- This course take a broad view of computational methods that encompasses the many ways - both routine and specialized - that computers are used by statistical analysts and data scientists.
9/4/2018
This broad view encompasses but is not limited to:
Managing, obtaining, and organizing data
Data exploration and visualization
Using statistical software for data analysis
Reproducible reporting and presentation of analyses
Computationally intensive methods in statistics and data science
Course Website: www.jbhender.github.io/Stats506/F18/
General computing skills: Linux shell, git, literate programming
Scripting Languages: R, Stata, SAS
"Advanced" R: dplyr, data.tables, functional and object oriented programming, Rcpp
Other languages: (R)Markdown, html, C++, C, SQL
High performance and parallel computing
Computational algorithms: cross-validation, bootstrap re-sampling, permutation testing, Monte Carlo estimation, simulation studies, optimization.
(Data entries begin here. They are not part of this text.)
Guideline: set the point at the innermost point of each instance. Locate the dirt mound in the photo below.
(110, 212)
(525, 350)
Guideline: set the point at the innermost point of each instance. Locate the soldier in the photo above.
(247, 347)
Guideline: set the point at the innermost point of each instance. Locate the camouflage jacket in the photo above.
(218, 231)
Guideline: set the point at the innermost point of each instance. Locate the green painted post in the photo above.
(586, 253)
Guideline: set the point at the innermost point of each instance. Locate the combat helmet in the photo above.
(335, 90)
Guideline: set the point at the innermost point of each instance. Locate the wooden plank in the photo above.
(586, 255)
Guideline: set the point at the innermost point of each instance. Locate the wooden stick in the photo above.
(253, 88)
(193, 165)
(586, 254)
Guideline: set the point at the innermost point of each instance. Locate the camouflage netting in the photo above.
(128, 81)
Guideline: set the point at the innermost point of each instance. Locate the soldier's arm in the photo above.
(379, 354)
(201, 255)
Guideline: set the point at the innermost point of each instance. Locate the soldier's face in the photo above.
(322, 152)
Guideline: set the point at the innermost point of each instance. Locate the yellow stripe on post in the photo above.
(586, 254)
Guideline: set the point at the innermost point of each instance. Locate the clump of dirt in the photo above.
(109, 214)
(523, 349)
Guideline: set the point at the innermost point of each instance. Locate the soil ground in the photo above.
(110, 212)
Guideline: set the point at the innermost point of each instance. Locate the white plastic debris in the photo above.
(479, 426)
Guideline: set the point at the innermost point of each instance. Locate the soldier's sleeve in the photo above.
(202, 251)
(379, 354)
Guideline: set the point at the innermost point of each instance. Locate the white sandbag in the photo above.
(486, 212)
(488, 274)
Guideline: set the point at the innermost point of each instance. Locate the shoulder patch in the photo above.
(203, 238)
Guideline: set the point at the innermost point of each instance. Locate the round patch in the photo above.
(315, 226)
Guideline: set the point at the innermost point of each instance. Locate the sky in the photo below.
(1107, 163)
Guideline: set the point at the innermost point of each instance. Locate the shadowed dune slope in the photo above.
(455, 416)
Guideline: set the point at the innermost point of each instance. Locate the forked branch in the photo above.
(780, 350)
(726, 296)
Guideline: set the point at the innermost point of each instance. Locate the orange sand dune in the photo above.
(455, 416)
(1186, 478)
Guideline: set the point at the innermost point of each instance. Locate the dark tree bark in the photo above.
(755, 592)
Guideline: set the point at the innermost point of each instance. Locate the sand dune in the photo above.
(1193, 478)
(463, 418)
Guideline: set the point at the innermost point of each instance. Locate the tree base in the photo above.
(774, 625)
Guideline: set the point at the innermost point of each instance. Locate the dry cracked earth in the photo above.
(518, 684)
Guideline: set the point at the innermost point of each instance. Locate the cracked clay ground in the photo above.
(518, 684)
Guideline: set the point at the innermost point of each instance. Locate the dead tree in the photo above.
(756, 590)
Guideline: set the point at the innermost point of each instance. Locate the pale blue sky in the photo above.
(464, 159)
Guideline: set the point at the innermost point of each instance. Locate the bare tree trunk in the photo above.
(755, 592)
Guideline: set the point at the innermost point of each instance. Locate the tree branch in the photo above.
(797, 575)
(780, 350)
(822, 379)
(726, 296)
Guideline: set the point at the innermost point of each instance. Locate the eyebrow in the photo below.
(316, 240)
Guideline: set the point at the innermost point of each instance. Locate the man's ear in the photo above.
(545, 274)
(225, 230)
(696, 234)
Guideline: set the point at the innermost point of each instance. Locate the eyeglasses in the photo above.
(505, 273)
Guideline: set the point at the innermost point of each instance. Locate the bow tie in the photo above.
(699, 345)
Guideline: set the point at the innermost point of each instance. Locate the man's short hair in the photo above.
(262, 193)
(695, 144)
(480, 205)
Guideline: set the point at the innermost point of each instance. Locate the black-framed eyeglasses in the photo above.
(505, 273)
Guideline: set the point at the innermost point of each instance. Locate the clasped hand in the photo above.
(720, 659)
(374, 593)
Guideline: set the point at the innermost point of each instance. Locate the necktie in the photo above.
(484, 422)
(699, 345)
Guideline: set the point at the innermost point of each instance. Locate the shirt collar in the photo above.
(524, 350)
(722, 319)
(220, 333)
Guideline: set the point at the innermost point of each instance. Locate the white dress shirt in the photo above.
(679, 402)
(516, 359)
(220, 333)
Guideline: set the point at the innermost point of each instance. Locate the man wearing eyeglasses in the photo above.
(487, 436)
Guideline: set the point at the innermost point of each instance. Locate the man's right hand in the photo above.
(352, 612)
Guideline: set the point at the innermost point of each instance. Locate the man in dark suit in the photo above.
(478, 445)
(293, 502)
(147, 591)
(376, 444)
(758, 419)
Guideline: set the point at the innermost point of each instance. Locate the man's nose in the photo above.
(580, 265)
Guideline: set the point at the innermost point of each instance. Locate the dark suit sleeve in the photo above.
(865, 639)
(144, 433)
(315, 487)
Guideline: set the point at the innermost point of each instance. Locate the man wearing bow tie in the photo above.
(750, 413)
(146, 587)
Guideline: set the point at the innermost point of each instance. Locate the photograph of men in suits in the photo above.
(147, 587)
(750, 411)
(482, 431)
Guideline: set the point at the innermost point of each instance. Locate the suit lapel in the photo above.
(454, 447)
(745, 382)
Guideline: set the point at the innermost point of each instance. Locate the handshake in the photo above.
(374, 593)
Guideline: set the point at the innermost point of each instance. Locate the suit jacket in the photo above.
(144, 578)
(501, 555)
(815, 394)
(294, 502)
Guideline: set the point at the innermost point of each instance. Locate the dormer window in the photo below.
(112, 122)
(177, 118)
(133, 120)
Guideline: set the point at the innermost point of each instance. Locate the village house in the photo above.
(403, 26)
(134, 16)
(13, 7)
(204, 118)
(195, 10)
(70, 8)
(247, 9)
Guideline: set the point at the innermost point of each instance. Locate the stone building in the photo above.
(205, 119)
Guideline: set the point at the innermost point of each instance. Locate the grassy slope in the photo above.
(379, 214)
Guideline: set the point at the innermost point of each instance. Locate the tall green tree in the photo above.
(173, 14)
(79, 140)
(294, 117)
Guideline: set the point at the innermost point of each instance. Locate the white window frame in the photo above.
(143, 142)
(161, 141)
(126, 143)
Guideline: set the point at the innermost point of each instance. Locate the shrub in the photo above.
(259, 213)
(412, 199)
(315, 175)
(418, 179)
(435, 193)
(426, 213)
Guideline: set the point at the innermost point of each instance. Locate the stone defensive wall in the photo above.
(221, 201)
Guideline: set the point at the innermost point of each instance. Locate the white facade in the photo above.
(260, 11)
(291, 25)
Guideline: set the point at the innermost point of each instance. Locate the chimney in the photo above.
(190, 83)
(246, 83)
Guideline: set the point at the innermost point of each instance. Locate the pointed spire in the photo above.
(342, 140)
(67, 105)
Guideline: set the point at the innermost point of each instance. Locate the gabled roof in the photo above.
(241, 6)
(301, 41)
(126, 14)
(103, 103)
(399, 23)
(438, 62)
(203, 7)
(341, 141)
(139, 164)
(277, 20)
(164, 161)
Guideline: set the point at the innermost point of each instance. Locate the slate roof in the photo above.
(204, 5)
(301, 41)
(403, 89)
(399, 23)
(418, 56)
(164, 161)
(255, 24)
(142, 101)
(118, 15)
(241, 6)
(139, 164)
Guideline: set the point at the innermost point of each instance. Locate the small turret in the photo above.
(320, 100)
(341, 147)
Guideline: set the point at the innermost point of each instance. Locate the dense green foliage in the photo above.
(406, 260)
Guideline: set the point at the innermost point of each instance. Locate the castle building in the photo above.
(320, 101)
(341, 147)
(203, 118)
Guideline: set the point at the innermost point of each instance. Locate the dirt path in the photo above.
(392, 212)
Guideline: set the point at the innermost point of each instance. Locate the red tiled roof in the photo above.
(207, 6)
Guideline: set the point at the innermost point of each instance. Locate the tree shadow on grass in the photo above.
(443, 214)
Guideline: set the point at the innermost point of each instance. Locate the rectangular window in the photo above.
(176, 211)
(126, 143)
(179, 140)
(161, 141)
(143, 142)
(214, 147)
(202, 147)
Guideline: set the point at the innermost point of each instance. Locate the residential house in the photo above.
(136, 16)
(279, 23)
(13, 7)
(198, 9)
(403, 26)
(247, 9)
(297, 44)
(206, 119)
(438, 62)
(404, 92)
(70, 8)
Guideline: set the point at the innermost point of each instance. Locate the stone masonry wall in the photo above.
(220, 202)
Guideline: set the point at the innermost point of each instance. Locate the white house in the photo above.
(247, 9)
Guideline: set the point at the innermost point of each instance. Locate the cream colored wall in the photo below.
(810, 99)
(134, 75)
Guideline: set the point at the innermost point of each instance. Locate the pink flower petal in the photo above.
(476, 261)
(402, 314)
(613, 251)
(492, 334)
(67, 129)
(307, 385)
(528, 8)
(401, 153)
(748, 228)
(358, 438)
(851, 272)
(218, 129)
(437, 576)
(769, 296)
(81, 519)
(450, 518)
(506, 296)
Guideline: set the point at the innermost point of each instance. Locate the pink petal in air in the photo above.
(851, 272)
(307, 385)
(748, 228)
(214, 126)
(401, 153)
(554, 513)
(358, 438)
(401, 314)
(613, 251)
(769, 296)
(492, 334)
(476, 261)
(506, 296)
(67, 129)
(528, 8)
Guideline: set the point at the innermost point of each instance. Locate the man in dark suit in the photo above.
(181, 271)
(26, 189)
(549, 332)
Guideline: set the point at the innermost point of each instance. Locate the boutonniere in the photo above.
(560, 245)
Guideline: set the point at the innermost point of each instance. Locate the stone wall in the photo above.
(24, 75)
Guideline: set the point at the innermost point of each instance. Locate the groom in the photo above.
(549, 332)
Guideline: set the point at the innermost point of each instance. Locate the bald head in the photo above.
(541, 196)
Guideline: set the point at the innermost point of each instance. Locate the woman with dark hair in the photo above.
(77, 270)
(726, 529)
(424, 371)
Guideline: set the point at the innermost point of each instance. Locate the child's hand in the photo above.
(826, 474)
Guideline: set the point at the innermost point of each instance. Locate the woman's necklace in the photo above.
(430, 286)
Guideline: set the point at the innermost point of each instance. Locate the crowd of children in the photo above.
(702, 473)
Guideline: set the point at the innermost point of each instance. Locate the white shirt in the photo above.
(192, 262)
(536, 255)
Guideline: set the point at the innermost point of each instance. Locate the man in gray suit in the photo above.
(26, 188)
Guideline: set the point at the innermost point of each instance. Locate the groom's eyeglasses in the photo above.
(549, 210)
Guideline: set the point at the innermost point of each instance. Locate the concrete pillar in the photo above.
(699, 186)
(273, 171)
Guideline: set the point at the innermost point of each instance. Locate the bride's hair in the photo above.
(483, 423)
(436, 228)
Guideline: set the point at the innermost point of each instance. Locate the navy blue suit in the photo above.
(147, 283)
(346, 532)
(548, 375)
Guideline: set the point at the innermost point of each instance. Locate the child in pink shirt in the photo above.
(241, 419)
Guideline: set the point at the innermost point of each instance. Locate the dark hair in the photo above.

Reading assignments, quizzes, and surveys
First of these is a survey and due this Thursday.
The second is a quiz and due next Tuesday.
For future readings and quizzes I will always give you at least five days and usually a week or more to complete them.
There are two optional texts for this course, both on using R.
Neither text is required to complete problem sets or quizzes, but I will occasionally include optional readings from these texts to supplement course material.
The Art of R Programming, by Norman Matloff, is recommended for those with little to no previous experience in R.
Advanced R, by Hadley Wickham, is for those who would like to develop a deep understanding of R and its inner workings. You may also his book with Garrett Grolemund, R for Data Science useful.
Why will we focus on R, SAS, and Stata?
These appear to be the most in demand in the job market for statistical analysts.
For data science jobs, R and Python appear to be the most in demand.
Other courses devoted exclusively to Python.
In The Popularity of Data Science Software, Robert Muenchen presents analyses measuring the popularity of various software in job postings and academic articles.
The plots on the next five slides are screen shots taken from the article.
R, SAS, and Stata are examples of domain specific languages used primarily for statistics and data analysis.
SQL or 'structured query language' is a specialized language for querying databases.
Python is a general purpose scripting language with a number of libraries for math, statistics, and data analysis including: numpy, panda, statsmodels, and sckitlearn.
System and application languages such as C/C++, Java, and go can be used to produce very high performance code – but have a larger learning and development curve.